Ik heb immers nooit een affiniteit gevoeld met het huwelijksbootje .
Ik vatte het niet, ik zag het niet, ik voelde het niet, soit… het leek me niet iets dat ik ooit zou doen.
“Waarvoor is dat nu nodig? Kost vooral veel geld …waarvoor? Om een briefje in de schuif te hebben liggen ? ..Uiterlijk vertoon, amerikaanse toestanden, stijve gewoontes, een verplichte en opgelegde gebeurtenis die men voor familie/ouders doet, met als klap op de vuurpijl de lac de connemara … ” Dat waren zowat de gedachten die rond het thema door mijn hoofd gingen.
Men kan pas iets echt begrijpen als je het hebt meegemaakt, zei mijn oudtante zaliger.
Vandaar dus bij deze.
Een pleidooi voor het huwelijk. Deel 1 – Zorgvuldigheid
Een paar jaar geleden knipte ik een column uit De Morgen, geschreven door Bernard Dewulf, getiteld “Zorgvuldigheid”.
Jarenlang heeft deze column aan mijn koelkast gehangen.
Daaraan moet ik denken bij het buitengaan van de lingeriewinkel. Het leuke van het dorp waar ik woon is dat er altijd wel mensen zijn waar je een praatje mee kan slaan.

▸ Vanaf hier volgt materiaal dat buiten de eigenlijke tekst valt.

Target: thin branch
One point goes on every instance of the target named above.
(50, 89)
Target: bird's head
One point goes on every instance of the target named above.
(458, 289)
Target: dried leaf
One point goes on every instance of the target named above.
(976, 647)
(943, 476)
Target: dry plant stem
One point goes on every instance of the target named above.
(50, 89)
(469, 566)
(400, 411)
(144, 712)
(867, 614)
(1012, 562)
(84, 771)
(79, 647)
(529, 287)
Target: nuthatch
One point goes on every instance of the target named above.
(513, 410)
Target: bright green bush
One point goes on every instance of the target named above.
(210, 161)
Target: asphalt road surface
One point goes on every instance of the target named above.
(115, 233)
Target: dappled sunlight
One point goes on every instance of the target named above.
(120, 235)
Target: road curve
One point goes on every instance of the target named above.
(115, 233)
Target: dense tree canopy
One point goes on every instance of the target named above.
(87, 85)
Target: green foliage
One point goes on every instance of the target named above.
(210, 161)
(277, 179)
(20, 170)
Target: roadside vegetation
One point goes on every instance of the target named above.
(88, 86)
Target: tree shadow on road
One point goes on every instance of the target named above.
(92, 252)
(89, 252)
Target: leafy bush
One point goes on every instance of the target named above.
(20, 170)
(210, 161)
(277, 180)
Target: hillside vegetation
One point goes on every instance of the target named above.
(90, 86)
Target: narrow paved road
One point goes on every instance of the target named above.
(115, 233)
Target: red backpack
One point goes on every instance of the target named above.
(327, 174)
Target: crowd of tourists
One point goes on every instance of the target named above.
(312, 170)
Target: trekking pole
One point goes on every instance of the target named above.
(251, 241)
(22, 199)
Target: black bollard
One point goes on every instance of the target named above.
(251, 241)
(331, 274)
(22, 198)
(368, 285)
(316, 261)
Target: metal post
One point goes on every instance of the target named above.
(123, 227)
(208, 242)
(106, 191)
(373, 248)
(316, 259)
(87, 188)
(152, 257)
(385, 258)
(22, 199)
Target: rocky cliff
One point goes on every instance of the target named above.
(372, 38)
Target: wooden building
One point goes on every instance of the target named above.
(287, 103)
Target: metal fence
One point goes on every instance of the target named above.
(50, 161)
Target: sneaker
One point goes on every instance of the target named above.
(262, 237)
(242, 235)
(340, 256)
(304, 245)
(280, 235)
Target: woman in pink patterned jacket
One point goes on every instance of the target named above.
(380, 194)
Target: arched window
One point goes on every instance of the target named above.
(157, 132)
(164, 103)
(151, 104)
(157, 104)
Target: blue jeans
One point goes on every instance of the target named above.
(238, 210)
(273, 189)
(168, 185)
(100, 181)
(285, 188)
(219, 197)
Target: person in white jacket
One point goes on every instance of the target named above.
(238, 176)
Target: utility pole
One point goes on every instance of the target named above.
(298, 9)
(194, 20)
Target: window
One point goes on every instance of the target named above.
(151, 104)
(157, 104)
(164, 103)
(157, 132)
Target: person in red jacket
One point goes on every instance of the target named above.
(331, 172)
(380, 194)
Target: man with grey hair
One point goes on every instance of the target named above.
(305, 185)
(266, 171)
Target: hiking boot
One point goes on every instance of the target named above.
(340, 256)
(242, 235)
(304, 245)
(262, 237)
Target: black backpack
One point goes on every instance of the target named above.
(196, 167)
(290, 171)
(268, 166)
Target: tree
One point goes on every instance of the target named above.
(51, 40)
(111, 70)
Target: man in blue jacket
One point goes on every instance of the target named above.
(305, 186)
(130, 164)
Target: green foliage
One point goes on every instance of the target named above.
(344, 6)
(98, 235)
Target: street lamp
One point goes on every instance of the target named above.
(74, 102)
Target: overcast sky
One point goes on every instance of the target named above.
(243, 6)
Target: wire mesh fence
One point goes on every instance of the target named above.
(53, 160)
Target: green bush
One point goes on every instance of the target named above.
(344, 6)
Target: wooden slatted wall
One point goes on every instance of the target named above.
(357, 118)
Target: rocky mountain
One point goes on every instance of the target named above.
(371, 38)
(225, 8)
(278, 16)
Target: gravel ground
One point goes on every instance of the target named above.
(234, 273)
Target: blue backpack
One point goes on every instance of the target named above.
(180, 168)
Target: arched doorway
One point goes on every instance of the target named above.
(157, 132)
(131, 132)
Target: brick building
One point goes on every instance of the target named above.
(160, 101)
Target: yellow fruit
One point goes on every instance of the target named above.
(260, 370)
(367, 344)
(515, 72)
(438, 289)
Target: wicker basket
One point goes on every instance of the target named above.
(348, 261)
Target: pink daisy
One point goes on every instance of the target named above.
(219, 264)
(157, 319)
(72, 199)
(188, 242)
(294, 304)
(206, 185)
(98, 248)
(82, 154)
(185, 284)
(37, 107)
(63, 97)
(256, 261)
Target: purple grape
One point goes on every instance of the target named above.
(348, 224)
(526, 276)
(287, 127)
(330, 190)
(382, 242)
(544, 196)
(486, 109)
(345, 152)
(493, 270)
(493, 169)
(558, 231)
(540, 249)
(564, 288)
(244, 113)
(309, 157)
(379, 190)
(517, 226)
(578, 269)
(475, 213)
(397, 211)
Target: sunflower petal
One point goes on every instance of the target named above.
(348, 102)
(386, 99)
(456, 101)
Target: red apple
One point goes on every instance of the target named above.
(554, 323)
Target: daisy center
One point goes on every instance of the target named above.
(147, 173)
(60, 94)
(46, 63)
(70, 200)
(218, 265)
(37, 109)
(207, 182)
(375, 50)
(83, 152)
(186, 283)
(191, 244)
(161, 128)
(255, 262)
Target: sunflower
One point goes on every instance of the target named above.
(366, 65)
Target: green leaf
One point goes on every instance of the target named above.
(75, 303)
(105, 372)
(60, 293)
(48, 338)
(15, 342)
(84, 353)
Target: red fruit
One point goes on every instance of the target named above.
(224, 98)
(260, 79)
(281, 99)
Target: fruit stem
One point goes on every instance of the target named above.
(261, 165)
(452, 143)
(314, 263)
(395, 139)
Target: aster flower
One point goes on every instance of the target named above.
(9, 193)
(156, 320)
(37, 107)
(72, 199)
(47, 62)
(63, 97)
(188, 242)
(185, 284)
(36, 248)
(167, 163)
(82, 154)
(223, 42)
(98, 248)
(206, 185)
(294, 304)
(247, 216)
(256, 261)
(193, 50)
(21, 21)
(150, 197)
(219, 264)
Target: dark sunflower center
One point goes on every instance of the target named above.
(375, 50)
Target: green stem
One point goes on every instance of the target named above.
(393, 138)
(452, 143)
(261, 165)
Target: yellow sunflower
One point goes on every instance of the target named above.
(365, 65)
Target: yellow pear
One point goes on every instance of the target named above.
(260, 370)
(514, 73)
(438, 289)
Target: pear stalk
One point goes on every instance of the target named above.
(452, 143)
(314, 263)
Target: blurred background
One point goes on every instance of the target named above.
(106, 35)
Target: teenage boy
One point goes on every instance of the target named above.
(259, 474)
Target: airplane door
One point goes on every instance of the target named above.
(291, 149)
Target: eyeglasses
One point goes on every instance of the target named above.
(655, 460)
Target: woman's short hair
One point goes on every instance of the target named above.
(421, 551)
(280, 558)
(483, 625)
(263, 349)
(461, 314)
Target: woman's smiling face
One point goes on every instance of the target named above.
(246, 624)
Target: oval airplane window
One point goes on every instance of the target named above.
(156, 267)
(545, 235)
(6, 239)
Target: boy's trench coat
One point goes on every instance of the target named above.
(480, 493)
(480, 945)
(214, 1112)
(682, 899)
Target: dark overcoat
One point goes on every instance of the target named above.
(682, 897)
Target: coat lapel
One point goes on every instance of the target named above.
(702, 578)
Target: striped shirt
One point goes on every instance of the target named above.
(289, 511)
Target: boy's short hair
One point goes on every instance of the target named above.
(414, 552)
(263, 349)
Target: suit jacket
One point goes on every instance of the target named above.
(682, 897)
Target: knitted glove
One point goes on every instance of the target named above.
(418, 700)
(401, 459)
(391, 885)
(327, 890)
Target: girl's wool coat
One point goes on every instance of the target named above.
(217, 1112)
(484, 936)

Niet dat ik zo sociaal ben, u denkt misschien van wel, maar dat is echt niet zo. Maar een praatje zo nu en dan “no strings attached”, daar ga ik wel voor. Dus heb ik het met de vriendelijke dame van de lingeriewinkel over de voorbereidingen van ons trouwfeest. We zijn nog 2 weken voor dé dag en ik verbaas me over mezelf. Ik vertel haar dat ik “het toch wel wàt vind”. Wat ik bedoel met “wàt” is voor mezelf niet duidelijk.
Uiteraard was ik blij toen Alex me voorstelde om te trouwen. Omdat hij de man is met wie ik oud wil worden, omdat de laatste 4 jaren hij mij zoveel heeft … enfin, het vervolg kent u wel.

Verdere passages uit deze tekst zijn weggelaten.